Er dachte nach. Pernilla? Nein, die hatte genug mit ihrer Arbeit zu tun. Musste vor sieben Uhr aufstehen. Die durften sie nicht mitten in der Nacht anrufen. Einen Moment lang dachte er an Lena, nahm davon aber aus taktischen Gründen Abstand. Schließlich könnte Felicia denken, dass sie ein Paar waren. Dann musste er wieder an den Abend mit den Taxijungs denken. In Felicias Augen war er sicher bereits mit dem Goldenen Hosenladen verbandelt. Lena anzurufen würde dann wie eine Form der Bigamie erscheinen. Auf der anderen Seite konnte die Sache eigentlich kaum noch schlimmer werden, als sie ohnehin schon war. Ging es überhaupt noch schlimmer? Was hatte er schon zu verlieren?

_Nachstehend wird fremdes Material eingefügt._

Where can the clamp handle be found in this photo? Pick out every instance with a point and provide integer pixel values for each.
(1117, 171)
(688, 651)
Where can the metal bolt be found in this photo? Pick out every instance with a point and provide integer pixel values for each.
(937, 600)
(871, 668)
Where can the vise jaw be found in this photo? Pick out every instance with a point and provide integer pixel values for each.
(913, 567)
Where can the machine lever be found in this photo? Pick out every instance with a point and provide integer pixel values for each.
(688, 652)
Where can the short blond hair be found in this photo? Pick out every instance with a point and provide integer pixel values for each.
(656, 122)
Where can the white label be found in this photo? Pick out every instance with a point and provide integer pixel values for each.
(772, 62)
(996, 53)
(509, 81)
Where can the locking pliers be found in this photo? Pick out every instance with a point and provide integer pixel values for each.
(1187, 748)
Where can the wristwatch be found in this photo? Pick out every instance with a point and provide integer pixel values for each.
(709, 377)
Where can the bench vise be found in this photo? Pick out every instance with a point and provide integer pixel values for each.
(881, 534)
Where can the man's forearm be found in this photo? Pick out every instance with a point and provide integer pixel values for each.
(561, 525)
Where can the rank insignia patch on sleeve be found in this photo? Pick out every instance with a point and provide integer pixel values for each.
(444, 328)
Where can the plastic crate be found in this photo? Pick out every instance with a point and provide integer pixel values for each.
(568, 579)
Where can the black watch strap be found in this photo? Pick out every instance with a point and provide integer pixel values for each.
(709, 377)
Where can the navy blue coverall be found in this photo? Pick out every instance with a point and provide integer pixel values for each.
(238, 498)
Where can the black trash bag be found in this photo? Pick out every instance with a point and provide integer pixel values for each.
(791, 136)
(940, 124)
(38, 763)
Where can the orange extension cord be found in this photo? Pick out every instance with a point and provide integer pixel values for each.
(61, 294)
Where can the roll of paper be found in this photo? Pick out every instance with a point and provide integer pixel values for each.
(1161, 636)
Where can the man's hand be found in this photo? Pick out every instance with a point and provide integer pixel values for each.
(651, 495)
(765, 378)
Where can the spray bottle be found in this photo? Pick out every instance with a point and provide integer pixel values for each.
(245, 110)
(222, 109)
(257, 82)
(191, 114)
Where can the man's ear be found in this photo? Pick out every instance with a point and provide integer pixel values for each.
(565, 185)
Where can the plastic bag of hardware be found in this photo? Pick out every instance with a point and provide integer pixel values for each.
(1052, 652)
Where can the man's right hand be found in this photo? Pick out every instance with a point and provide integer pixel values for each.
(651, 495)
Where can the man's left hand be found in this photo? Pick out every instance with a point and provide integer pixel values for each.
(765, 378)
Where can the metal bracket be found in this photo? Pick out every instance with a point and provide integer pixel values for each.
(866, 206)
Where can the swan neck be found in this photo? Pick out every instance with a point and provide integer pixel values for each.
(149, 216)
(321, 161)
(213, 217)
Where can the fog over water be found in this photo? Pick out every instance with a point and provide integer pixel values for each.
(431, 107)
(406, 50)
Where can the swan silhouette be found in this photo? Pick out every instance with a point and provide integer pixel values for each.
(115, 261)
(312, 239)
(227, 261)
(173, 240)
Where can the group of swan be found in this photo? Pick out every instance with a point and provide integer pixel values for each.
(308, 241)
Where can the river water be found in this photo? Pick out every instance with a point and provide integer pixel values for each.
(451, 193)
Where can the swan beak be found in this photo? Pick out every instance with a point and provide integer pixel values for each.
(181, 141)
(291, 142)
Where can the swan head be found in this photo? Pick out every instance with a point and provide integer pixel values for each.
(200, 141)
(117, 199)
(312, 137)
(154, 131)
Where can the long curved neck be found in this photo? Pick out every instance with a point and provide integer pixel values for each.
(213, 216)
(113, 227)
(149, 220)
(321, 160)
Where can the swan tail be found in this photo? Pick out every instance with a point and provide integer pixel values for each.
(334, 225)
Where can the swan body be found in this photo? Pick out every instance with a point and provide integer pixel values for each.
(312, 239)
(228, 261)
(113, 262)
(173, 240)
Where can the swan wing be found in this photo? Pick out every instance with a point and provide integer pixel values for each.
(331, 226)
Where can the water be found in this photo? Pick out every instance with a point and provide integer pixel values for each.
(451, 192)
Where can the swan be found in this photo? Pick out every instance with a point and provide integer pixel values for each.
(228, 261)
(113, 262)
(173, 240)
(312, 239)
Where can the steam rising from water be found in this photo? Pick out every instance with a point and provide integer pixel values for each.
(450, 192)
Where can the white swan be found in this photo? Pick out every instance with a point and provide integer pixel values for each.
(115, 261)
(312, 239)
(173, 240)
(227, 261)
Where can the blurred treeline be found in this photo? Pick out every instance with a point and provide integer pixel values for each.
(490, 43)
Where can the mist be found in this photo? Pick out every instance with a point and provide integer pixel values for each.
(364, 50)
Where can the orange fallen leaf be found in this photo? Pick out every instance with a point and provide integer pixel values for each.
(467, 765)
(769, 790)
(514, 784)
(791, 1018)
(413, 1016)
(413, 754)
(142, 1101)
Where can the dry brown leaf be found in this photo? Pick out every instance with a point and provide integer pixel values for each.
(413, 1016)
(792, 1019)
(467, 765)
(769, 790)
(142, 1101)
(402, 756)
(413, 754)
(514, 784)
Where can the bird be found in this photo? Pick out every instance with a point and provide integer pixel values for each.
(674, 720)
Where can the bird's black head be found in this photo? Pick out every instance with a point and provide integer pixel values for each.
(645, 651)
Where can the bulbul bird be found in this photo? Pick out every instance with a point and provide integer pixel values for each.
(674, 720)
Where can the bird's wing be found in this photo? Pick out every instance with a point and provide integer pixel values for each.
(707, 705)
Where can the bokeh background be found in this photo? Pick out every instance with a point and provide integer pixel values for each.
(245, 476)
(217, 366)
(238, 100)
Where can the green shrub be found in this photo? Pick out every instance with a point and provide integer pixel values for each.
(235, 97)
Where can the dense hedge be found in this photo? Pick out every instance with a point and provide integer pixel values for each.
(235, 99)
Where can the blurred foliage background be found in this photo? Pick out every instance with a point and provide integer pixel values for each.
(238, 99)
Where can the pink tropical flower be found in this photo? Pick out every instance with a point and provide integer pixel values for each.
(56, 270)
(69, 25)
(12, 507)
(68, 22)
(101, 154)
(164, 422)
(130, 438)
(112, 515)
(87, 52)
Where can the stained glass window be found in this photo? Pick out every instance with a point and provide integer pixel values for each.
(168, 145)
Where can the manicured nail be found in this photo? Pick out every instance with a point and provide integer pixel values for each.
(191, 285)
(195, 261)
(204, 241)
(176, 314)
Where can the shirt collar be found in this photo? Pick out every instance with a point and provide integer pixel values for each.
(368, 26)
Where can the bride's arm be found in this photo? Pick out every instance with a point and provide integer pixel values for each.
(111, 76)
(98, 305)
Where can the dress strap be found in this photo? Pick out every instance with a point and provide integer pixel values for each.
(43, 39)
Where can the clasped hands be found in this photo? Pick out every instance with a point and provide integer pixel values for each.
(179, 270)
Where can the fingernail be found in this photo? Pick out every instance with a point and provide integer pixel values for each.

»Du bist schön«, murmelte er.
»In der Abenddämmerung bin ich am schönsten. Morgen wirst du klarer sehen.«
»Willst du mit mir essen gehen?«
»Erst müssen wir nachsehen, ob du noch alle Zähne hast. Probier mal, ob sie noch alle an ihrem Platz sind. Am Kinn hast du ein fettes Hämatom, und die Augenbraue muss ich nähen.«
13
»Der Elch, der lachte unverdrossen im Wald, der kurz und klein geschossen«, deklamierte Pernilla, die sich erboten hatte, das Steuer zu übernehmen, als sie sich am Morgen nach Pers Krankenhausaufenthalt auf den Weg zum Nordfriedhof machten. Dort wollten sie Helens Grab besuchen.